Ruhezonen/Schutzzonen
Auch Tiere haben erschwerte Bedingungen in den Wintermonaten, deshalb gelten naturschutzrechtlich oftmals andere Betretungsrechte im Gelände als im Sommer.
Stürzen und Blockierung aufgrund Absturzgefahr
Februar, Benediktenwand/Bayerische Voralpen: Im angetauten Schnee verlor ich trotz Grödel den Halt und stürzte über steiles Gelände ca. 150 Meter ab. Beide Unterarme und ein Sprunggelenk waren gebrochen.
Betrachtet man die Unfälle von DAV-Mitgliedern durch Stürze, passierte über die Hälfte (60 %) zwischen November und März auf Schnee und Eis.
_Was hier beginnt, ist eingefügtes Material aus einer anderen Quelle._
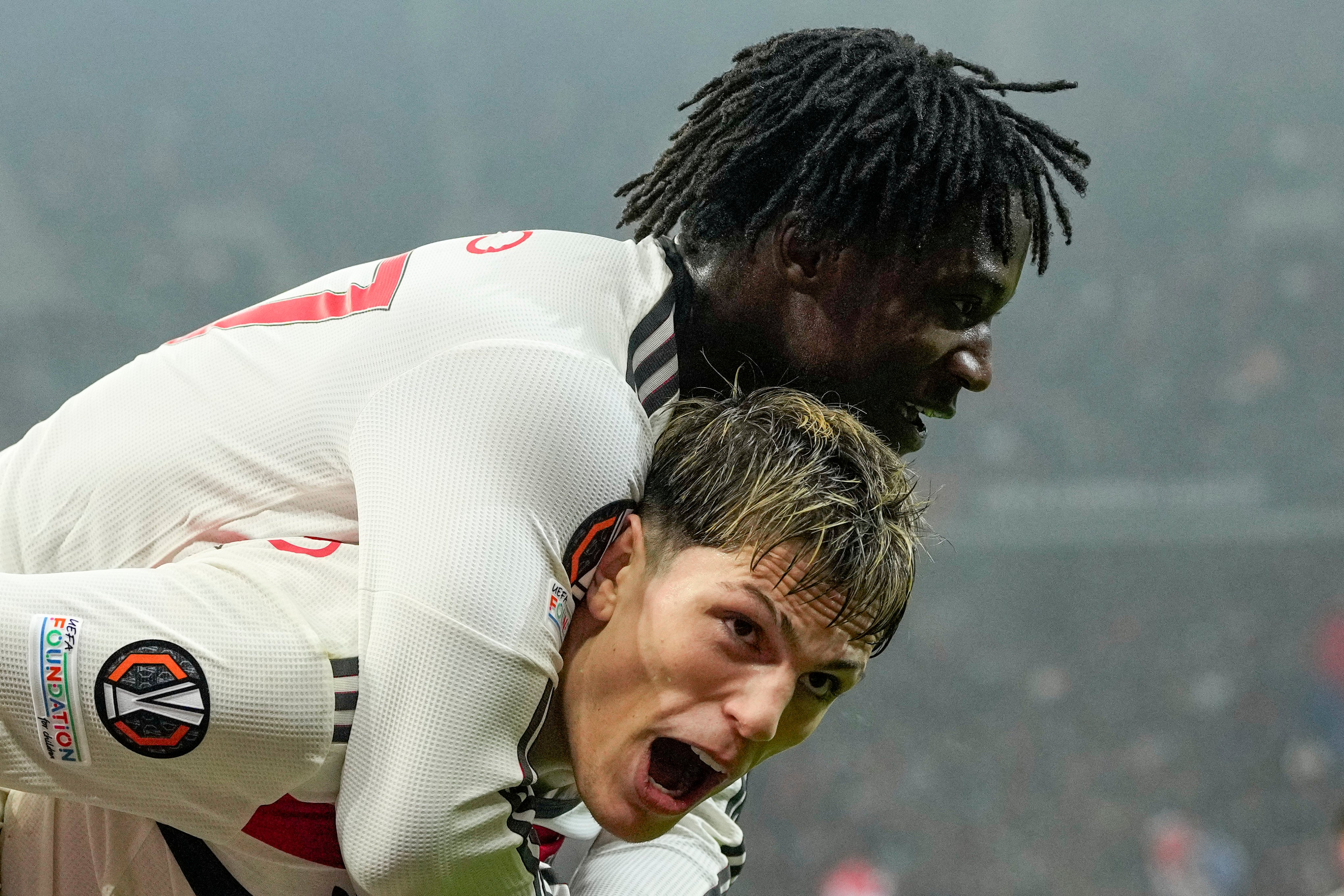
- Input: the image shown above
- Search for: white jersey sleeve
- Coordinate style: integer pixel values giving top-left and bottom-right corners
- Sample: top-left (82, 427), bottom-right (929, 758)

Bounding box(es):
top-left (336, 340), bottom-right (653, 896)
top-left (570, 779), bottom-right (746, 896)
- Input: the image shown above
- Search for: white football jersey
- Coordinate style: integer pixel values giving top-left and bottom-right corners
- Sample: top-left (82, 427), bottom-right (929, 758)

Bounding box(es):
top-left (0, 231), bottom-right (740, 896)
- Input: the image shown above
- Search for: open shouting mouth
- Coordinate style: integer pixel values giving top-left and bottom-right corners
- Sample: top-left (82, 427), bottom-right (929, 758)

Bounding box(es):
top-left (636, 737), bottom-right (728, 815)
Bei viel begangenen Wegen bei geringer Schneelage, nach einem länger zurückliegenden letzten Schneefall oder allgemein bei stärkeren Temperaturschwankungen zwischen Tag und Nacht findet man häufig mehr oder weniger vereiste Bedingungen vor. Auch wenig steile Passagen können zum Problem werden. Wanderstöcke können generell beim Stabilisieren im Schnee helfen und sind bei kürzeren rutschigen Passagen ein Sicherheitsplus. Handschuhe schützen nicht nur vor Kälte, sondern auch vor mechanischen Verletzungen.
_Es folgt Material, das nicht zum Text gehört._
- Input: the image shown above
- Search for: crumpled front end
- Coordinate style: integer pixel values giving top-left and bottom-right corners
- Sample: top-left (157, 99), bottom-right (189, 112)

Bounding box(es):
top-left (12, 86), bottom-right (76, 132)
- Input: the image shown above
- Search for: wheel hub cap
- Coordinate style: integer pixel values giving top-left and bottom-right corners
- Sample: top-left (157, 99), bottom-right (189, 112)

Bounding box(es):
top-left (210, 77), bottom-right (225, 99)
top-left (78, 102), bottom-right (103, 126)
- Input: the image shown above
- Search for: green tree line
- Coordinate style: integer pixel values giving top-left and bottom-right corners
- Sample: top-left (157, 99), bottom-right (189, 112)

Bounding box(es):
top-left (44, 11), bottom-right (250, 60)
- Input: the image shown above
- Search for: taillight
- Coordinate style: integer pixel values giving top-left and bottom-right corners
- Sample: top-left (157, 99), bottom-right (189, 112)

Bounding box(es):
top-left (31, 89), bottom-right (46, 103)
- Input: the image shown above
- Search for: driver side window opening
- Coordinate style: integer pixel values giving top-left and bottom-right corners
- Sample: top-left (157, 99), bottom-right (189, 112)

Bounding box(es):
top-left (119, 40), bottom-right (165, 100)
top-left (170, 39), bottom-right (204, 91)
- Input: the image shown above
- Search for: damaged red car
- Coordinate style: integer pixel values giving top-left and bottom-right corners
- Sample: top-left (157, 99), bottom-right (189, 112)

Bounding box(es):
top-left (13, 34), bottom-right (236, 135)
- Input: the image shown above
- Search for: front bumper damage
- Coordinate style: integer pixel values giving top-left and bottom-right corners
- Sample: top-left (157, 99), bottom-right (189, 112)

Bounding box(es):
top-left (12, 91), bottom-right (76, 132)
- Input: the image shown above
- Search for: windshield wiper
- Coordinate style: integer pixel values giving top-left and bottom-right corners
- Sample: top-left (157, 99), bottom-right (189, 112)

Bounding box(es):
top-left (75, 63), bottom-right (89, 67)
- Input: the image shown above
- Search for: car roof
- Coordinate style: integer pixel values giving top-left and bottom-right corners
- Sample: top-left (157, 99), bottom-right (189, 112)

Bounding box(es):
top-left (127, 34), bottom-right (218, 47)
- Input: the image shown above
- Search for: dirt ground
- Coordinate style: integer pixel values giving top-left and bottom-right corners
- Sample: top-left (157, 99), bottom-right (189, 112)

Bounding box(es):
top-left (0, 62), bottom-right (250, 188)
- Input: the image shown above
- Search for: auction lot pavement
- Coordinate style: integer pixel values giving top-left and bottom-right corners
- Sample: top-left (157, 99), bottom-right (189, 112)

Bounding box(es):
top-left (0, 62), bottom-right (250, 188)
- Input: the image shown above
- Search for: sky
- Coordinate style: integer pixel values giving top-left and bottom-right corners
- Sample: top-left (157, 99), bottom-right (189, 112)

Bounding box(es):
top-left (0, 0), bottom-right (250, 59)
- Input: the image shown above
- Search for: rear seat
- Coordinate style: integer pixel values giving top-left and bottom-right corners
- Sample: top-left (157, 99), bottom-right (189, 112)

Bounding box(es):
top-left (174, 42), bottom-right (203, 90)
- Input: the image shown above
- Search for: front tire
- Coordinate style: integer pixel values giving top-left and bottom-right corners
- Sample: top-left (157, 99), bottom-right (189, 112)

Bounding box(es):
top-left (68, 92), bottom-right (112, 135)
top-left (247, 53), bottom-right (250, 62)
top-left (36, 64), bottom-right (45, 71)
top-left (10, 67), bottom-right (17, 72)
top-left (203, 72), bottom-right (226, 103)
Die Verwendung von Spikes/Grödel ist bei längeren oder eisigen Abschnitten definitiv ratsam, allerdings nur, wenn sie rechtzeitig angebracht werden! Aber auch Spikes und Grödel haben ihre Grenzen – sie sollten nicht dazu verleiten, Winterwanderwege oder moderate Steige zu verlassen (auf Wege ab T3 – „Anspruchsvolles Bergwandern“ nach SAC-Bergwanderskala) und sich in (wegloses) Absturzgelände zu begeben. Spätestens dann ist man beim Winterbergsteigen angelangt, das zusätzliche Anforderungen an das benötigte Material (geeignete Bergschuhe, Steigeisen!), evtl. Sicherungstechnik und Trittsicherheit stellt.
Lawinengefahr
Dezember, Königsalm (Mangfallgebirge): Ich geriet im Abstieg in steilem Lawinengelände in eine Notlage, aus der ich mich nicht selbst befreien konnte, da der reguläre Abstieg durch frisch ausgelöste Schneebretter nicht sicher war und der Rückweg durch die Schneelage und Uhrzeit nicht mehr möglich gewesen wäre.
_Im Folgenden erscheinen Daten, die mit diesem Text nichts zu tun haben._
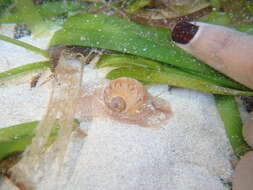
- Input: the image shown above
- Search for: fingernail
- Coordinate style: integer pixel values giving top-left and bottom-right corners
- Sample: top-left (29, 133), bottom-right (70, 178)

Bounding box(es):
top-left (171, 21), bottom-right (199, 44)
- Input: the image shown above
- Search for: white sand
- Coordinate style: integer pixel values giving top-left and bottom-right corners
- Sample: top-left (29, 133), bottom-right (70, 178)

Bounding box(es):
top-left (0, 24), bottom-right (232, 190)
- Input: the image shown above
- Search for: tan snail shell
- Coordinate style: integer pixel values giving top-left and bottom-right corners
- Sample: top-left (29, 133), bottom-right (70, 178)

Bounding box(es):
top-left (78, 77), bottom-right (172, 127)
top-left (103, 77), bottom-right (148, 116)
top-left (103, 77), bottom-right (171, 127)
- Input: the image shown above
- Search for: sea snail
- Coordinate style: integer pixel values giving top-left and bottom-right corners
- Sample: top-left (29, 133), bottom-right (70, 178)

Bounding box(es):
top-left (79, 77), bottom-right (172, 127)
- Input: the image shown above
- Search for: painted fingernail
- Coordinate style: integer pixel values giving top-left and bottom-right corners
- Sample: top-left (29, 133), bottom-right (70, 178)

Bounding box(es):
top-left (171, 21), bottom-right (199, 44)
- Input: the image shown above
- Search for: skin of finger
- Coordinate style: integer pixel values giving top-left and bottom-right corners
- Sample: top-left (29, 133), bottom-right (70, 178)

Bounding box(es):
top-left (178, 22), bottom-right (253, 89)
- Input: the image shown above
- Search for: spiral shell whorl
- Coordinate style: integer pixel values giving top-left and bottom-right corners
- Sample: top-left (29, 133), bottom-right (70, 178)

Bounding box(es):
top-left (103, 77), bottom-right (148, 116)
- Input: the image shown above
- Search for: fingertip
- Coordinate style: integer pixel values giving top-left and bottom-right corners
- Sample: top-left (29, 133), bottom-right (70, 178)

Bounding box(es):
top-left (171, 21), bottom-right (199, 44)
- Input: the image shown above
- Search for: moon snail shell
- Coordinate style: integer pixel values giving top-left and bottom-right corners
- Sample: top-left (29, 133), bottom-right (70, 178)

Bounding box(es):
top-left (103, 77), bottom-right (172, 127)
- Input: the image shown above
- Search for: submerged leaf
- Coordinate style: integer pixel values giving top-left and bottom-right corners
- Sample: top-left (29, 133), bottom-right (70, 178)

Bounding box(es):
top-left (97, 55), bottom-right (253, 96)
top-left (50, 14), bottom-right (247, 90)
top-left (215, 95), bottom-right (251, 158)
top-left (0, 61), bottom-right (49, 82)
top-left (0, 121), bottom-right (39, 160)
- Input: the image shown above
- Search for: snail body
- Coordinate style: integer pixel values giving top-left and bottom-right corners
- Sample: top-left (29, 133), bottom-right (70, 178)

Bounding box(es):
top-left (77, 77), bottom-right (172, 127)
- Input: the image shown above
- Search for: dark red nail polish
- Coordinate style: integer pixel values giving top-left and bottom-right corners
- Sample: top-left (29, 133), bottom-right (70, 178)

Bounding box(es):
top-left (171, 21), bottom-right (199, 44)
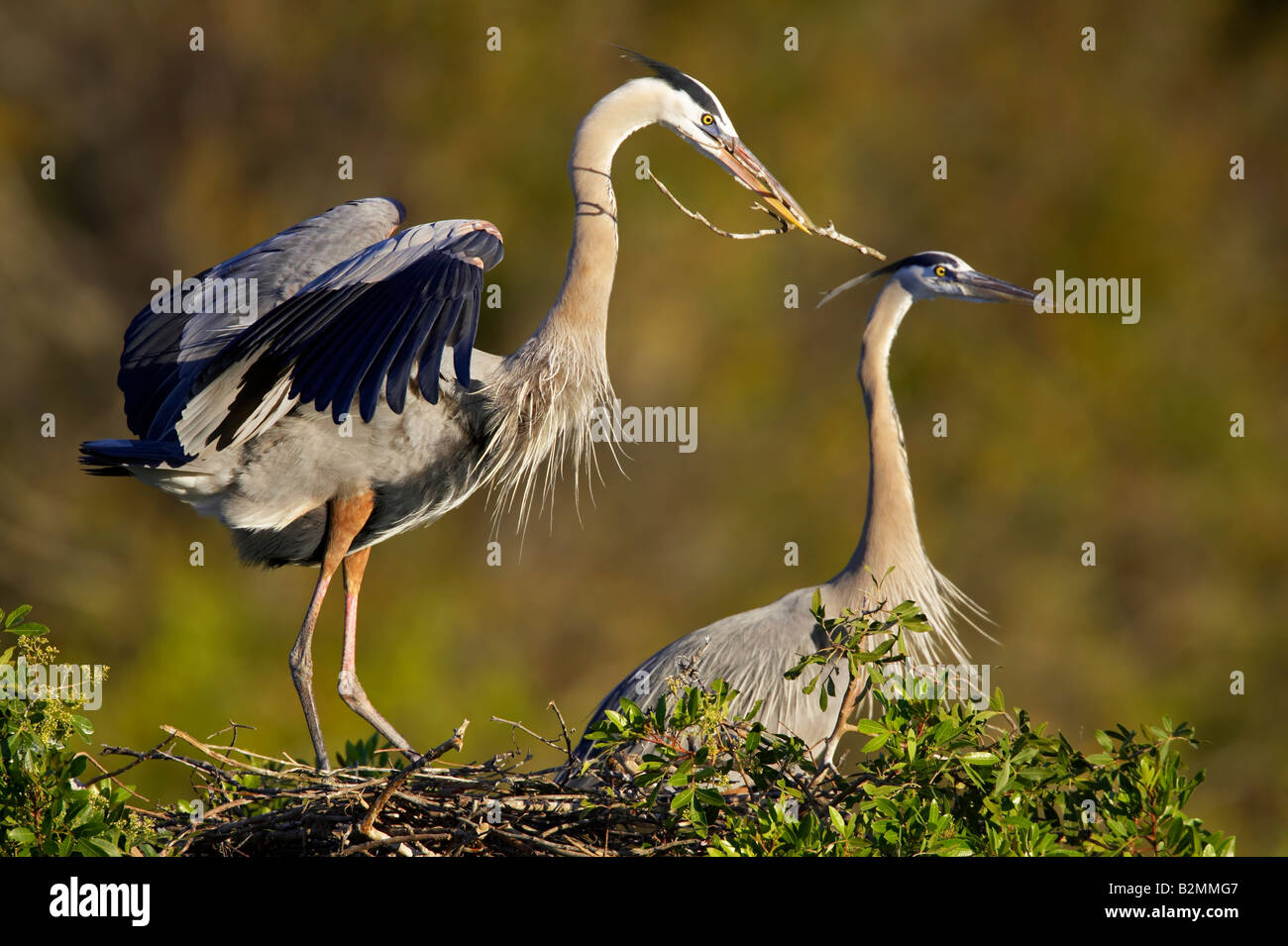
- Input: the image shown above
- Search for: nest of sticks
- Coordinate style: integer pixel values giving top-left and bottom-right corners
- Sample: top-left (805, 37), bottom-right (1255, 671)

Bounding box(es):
top-left (99, 719), bottom-right (705, 857)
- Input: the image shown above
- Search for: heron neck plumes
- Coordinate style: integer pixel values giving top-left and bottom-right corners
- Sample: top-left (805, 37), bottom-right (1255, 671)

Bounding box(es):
top-left (824, 279), bottom-right (983, 667)
top-left (484, 78), bottom-right (675, 528)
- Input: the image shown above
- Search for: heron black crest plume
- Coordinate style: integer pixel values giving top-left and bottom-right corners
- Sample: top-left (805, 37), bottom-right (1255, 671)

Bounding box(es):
top-left (608, 43), bottom-right (722, 115)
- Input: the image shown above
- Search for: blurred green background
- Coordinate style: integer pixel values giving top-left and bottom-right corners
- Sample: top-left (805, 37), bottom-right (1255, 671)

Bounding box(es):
top-left (0, 0), bottom-right (1288, 853)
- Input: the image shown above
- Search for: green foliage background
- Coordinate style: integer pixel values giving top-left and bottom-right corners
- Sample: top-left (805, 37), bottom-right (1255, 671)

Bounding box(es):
top-left (0, 0), bottom-right (1288, 853)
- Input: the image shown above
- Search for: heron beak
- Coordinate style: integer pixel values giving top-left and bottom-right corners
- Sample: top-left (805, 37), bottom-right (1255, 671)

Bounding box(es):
top-left (712, 138), bottom-right (815, 233)
top-left (957, 270), bottom-right (1038, 305)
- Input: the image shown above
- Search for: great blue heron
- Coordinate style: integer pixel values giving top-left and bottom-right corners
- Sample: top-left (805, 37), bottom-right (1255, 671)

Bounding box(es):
top-left (81, 54), bottom-right (812, 769)
top-left (574, 253), bottom-right (1034, 777)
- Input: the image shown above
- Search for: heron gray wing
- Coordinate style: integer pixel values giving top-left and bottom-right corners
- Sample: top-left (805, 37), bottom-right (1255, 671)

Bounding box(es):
top-left (116, 197), bottom-right (406, 440)
top-left (175, 220), bottom-right (503, 455)
top-left (575, 588), bottom-right (849, 758)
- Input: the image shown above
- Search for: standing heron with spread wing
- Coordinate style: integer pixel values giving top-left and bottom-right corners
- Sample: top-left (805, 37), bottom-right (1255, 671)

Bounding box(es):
top-left (81, 54), bottom-right (812, 769)
top-left (574, 253), bottom-right (1035, 777)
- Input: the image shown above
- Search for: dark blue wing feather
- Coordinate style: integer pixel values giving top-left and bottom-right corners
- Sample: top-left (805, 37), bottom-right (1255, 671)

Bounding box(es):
top-left (117, 197), bottom-right (404, 439)
top-left (177, 220), bottom-right (503, 452)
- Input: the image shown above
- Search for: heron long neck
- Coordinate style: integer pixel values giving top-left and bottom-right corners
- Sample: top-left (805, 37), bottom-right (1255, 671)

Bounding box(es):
top-left (537, 82), bottom-right (657, 360)
top-left (831, 279), bottom-right (928, 607)
top-left (481, 80), bottom-right (661, 526)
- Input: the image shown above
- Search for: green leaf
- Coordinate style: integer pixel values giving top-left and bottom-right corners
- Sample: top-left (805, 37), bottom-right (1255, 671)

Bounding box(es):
top-left (5, 625), bottom-right (49, 637)
top-left (7, 827), bottom-right (36, 844)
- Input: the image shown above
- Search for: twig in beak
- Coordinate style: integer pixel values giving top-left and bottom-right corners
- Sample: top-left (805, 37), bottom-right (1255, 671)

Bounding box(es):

Lawinenereignisse, bei denen Wandernde involviert sind, gibt es verhältnismäßig wenige. Laut der alpinen Unfalldatenbank des ÖKAS (Österreichisches Kuratorium für Alpine Sicherheit) gab es in Österreich in den letzten zehn Jahren elf solche Lawinenereignisse (Schneeschuhgehende ausgeschlossen). Sechs Wandernde/Bergsteigende starben dabei, weitere sechs wurden verletzt. Die Beachtung einer allfälligen Lawinengefahr ist jedoch auch vor und nach Beginn der Ausgabe des täglichen Lawinenlageberichts (meist Beginn Einschneien von mittleren Lagen im Spätherbst/Frühwinter bis Ende April/Anfang Mai) essenziell.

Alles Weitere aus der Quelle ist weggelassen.